September 24, 2023

Dijkstra Algorithm¶

You are given a directed or undirected weighted graph with $n$ vertices and $m$ edges. The weights of all edges are non-negative. You are also given a starting vertex $s$. This article discusses finding the lengths of the shortest paths from a starting vertex $s$ to all other vertices, and output the shortest paths themselves.

This problem is also called single-source shortest paths problem.

Algorithm¶

Here is an algorithm described by the Dutch computer scientist Edsger W. Dijkstra in 1959.
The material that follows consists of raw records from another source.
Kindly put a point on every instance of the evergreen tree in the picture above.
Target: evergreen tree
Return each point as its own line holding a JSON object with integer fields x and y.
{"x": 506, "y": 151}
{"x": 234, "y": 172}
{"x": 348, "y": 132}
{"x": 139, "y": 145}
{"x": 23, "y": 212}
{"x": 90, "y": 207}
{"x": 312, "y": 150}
Let's create an array $d[]$ where for each vertex $v$ we store the current length of the shortest path from $s$ to $v$ in $d[v]$. Initially $d[s] = 0$, and for all other vertices this length equals infinity. In the implementation a sufficiently large number (which is guaranteed to be greater than any possible path length) is chosen as infinity.

$$d[v] = \infty,~ v \ne s$$

In addition, we maintain a Boolean array $u[]$ which stores for each vertex $v$ whether it's marked. Initially all vertices are unmarked:

$$u[v] = {\rm false}$$

The Dijkstra's algorithm runs for $n$ iterations. At each iteration a vertex $v$ is chosen as unmarked vertex which has the least value $d[v]$:

Evidently, in the first iteration the starting vertex $s$ will be selected.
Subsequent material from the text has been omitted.